Girls are mean. Girls lead on guys. Girls break hearts for fun. We’ve all heard this before, but where in the world did this idea come from?

The 2004 production of the movie “Mean Girls” accurately portrays the popular stereotype of the modern day beautiful yet heartless woman. As far as I know, however, this woman is basically mythical. Never once, in all my eighteen and three quarters years, have I heard any girl say to another anything along the lines of, “I just found out that so-and-so likes me; I think I’ll string him along for a little while before chewing him up and spitting him out,” or seen one sitting back and relaxing with some book maliciously titled, “Manipulating Males for Fun and Profit.”

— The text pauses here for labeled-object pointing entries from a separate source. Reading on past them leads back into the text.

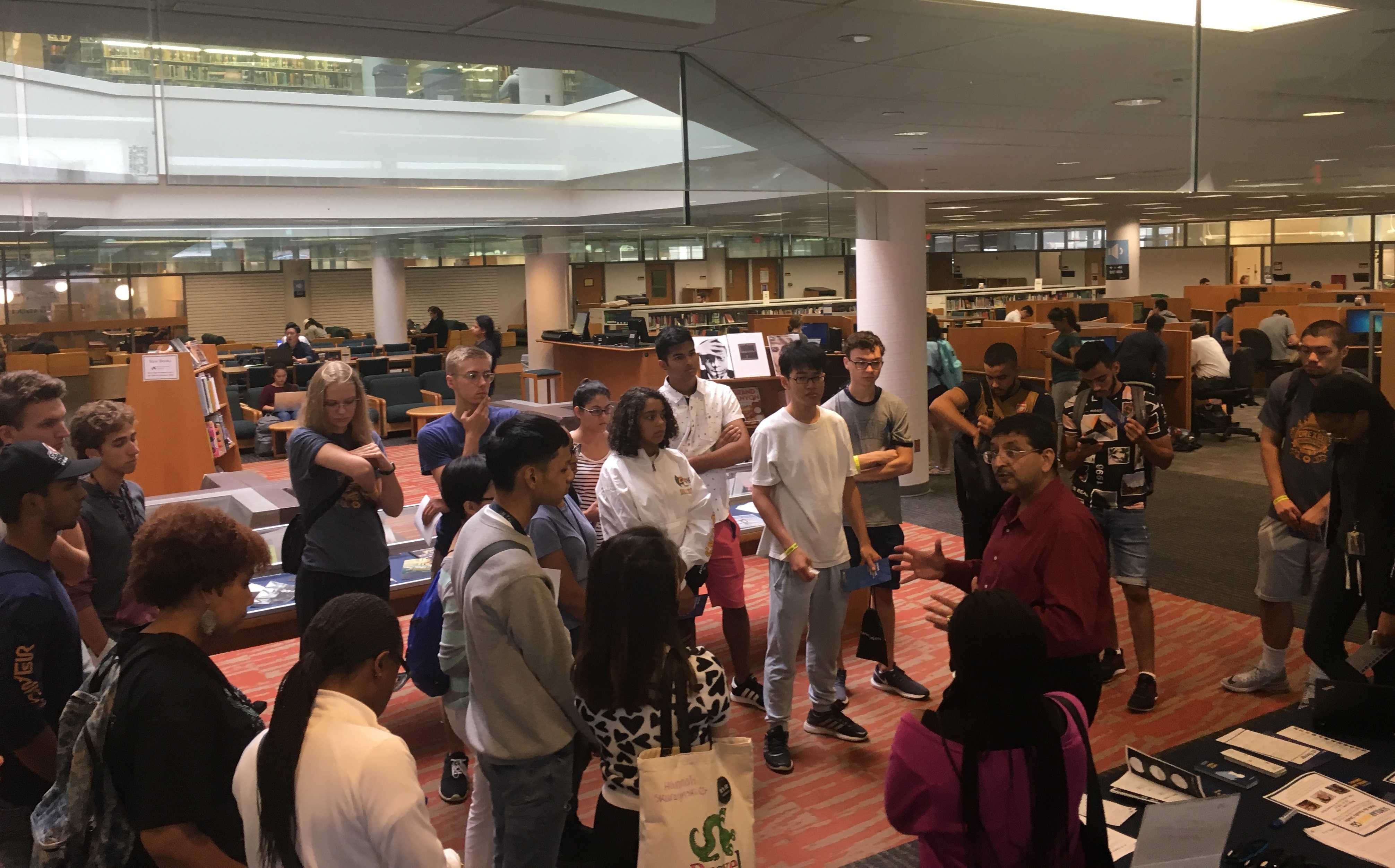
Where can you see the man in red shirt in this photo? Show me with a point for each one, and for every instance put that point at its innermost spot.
(1047, 549)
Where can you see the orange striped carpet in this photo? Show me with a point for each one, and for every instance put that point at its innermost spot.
(829, 813)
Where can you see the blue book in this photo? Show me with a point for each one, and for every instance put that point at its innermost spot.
(860, 577)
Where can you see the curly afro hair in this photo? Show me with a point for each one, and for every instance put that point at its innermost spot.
(188, 548)
(624, 429)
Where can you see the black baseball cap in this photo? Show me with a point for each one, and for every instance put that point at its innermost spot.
(30, 465)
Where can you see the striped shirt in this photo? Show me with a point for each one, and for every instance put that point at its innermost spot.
(588, 472)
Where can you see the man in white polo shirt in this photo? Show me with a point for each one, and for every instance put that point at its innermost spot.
(712, 435)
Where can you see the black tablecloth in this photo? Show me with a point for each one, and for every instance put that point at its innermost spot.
(1255, 814)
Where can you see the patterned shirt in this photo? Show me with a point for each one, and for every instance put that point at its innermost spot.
(1119, 475)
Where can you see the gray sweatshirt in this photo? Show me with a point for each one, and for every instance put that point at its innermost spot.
(518, 652)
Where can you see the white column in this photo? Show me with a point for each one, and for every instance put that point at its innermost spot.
(390, 299)
(1122, 241)
(892, 303)
(544, 282)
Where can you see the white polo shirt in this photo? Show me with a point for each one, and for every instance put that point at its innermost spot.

In fact, if they were to learn that a guy they knew was interested in them and after a while they found they didn’t return that interest, they would do absolutely everything in their power not to hurt his feelings. Why, then, do these girls have such disagreeable reputations? I found the answer in my freshman year of high school.

One of my best friends had found herself head over heels in love with a boy in our class. Little did I know that soon enough I would find myself up to my eyeballs in drama. Sure enough, the moment she began Operation ‘I Like You,’ I was strapped into an emotional rollercoaster that would last the rest of the year. She started with friendly conversation, then flirting, then hanging out, then Friday nights at the movies, then Prom, all to no avail. He still seemed to be blind to her advances. After months of desperation, she tossed subtlety to the winds and sent him a text informing him that she was in love with him and begging him to react. When this final act failed to force him into action, we decided that the only plausible conclusion was that he was simply a mean-hearted jerk who had been knowingly leading her on all year.

It still wasn’t until the next time that I heard the familiar dilemma, “I keep trying to let him know that I’m not interested, I’m giving him all the signs, but he just won’t get it! Boys are so dumb!” that it finally clicked. Our freshman heartbreaker hadn’t been leading her on at all; he had been doing everything he could to let her know that yes, he noticed her feelings and no, he didn’t feel that way at all. The only problem was that he had taken a leaf out of the official “How to be a Girl Handbook” and chosen subtlety as the best means to let her down easy. He had been giving her all the signs (avoiding eye contact, never beginning conversations, keeping other friends around at all times, etc), but she wasn’t getting it because they were so irrationally subtle!

Girls are so dumb.

The revelation that we nice girls created the mean girl stereotype through our efforts to avoid it was mind-boggling for me. People think we’re mean because we treat guys so indifferently for so long, which we do to try to let them down as easily as possible, which we do so people don’t think we’re mean girls. Life is cruel.

Since this lesson, I have adopted “Honesty is the best policy” as my motto. When an uninteresting guy seems interested, I avoid subtlety as much as is reasonable, and while there is still the occasional boy for whom “I want you to stop talking to me and following me around” still doesn’t quite get the message across, I’ve found a great deal more success with this route. I may very well have still developed a reputation for rudeness, but at least it’s because I have actually been rude on occasion and not because I’ve just been way too nice.